Purpose : We recently described the first small animal model of intra-arterial chemotherapy (IAC) in rabbits. Here, we determine the pharmacokinetics of IAC melphalan in this model, and the systemic and ocular toxicities associated with IAC melphalan. We also describe, for the first time, the vascular variations in ocular blood supply in rabbits.

Methods : Ocular vascular supply was determined angiographically in 79 eyes of 47 3.0kg-New Zealand white rabbits. The dominant ophthalmic artery (OA) of each eye was selectively catheterized. Melphalan 0.4mg/mL (up to 1.2mg/kg) was infused in pulsatile fashion. For pharmacokinetic studies, 18 rabbits were sacrificed at serial time-points. Retina, bilateral vitreous, and blood were collected. Toxicity was assessed by fluorescein angiography, electroretinography, and histopathology, prior to and 5-weeks post-treatment. Complete blood counts were obtained weekly.

Results : The OA was successfully catheterized for 79/79(100%) eyes in 47/47(100%) rabbits. Melphalan was delivered in 31/31(100%) eyes. External OA-dominant vascular variation was present in >75% of eyes, and dual internal/external supply in ~5%, with no correlation between a rabbit's two eyes. In treated eyes, maximum melphalan concentration (Cmax) in retina was 4.95µM (30-minutes post-infusion) vitreous Cmax was 2.24µM (1-hour), and areas-under-the-curve (AUC0→∞) were 5.26µM*hr for retina and 4.19µM*hr for vitreous. Peripheral blood Cmax was 1.04µM. Drug half-life was ~1 hour. Treated eye vitreous Cmax was >100-fold higher, and AUC0→∞ was ~50-fold higher, than untreated eye. No angiographic or histopathologic evidence of vascular occlusion, emboli, or retinal damage were seen, even with 1.2mg/kg melphalan. Electroretinographic reductions were not seen 5 weeks following IAC melphalan treatment. With 0.8-1.2mg/kg melphalan, transient neutropenia occurred at 1-week, which was not seen with 0.4mg/kg doses.

Conclusions : This is the first small animal model of IAC. Ocular vascular supply in the rabbit is variable, and is independent for each eye.
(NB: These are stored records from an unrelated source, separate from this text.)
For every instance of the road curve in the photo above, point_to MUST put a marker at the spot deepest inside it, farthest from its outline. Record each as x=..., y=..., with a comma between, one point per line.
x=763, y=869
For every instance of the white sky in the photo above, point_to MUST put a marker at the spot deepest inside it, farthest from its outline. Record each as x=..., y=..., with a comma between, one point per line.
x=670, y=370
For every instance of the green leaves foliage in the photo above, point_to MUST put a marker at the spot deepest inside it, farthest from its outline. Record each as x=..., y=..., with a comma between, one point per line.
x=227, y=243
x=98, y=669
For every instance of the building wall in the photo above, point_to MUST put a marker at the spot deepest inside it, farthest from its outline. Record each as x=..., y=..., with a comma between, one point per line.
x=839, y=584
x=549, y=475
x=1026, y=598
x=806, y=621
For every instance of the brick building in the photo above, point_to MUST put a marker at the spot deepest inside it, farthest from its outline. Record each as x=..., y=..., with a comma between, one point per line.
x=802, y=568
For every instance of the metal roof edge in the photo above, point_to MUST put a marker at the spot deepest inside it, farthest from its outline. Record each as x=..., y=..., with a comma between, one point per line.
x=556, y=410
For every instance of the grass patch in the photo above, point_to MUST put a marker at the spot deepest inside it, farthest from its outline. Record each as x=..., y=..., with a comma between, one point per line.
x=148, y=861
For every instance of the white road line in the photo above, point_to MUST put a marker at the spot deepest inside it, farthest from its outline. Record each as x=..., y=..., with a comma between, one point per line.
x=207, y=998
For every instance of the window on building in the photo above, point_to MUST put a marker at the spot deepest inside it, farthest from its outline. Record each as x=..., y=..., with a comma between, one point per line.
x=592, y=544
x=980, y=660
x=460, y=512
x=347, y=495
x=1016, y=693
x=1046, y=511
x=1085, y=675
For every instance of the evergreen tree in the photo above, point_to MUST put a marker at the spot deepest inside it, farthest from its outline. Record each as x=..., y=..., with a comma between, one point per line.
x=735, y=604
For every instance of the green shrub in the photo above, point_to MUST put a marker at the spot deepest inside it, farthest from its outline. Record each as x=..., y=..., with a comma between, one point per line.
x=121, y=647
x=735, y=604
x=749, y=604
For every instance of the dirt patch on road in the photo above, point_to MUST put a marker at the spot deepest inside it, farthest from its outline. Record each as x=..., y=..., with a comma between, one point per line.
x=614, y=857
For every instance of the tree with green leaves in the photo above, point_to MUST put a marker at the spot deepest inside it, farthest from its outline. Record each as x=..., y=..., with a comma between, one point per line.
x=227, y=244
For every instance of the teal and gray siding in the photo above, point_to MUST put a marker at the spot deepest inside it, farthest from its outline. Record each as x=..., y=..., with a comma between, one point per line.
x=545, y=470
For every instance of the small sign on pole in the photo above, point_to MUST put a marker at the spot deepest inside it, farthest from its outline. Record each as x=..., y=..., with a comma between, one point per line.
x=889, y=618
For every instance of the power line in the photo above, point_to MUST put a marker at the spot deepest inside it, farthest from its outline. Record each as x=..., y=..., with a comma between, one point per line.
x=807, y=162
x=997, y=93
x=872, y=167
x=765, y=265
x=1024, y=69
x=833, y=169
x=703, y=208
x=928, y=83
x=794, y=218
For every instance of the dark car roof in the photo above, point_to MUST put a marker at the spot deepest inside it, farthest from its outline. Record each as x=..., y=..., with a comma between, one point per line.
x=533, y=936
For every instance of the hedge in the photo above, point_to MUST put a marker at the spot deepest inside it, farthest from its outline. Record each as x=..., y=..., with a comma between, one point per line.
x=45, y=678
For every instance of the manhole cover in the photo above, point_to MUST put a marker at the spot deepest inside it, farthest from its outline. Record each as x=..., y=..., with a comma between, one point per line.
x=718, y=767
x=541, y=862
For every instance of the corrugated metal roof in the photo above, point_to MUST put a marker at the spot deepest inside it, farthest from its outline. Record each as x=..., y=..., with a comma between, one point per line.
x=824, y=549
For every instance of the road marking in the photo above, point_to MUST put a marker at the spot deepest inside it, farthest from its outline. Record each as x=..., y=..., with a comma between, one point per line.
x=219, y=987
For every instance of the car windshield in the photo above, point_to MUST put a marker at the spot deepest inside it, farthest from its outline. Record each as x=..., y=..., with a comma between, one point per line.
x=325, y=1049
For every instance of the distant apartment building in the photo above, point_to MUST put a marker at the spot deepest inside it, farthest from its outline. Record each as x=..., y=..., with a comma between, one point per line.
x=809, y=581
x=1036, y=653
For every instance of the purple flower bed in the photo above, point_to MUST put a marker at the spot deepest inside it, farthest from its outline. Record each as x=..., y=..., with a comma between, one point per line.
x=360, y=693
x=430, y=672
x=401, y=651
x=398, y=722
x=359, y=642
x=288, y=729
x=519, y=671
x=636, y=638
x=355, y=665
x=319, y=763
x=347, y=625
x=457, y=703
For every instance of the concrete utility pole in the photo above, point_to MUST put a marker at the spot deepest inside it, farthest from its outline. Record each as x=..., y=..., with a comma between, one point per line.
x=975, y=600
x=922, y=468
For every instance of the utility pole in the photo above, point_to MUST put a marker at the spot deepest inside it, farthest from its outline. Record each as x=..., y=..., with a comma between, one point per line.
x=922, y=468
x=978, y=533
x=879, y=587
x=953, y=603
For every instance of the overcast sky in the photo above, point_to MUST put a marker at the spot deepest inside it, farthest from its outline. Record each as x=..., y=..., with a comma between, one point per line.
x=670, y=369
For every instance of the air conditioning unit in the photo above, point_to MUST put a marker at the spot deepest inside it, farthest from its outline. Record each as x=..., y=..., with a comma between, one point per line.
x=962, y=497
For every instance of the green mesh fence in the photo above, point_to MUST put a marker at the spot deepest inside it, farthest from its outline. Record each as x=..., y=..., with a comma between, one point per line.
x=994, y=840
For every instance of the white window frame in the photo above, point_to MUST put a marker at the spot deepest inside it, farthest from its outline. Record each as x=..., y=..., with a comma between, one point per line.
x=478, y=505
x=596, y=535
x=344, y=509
IAC melphalan delivery in rabbits leads to excellent ocular penetration and pharmacokinetics, with peak vitreous drug concentrations and areas-under-the-curve that are significantly better than in previous large animal models of IAC. IAC melphalan did not lead to significant ocular, vascular, or systemic toxicities in our rabbit model system.

This is an abstract that was submitted for the 2017 ARVO Annual Meeting, held in Baltimore, MD, May 7-11, 2017.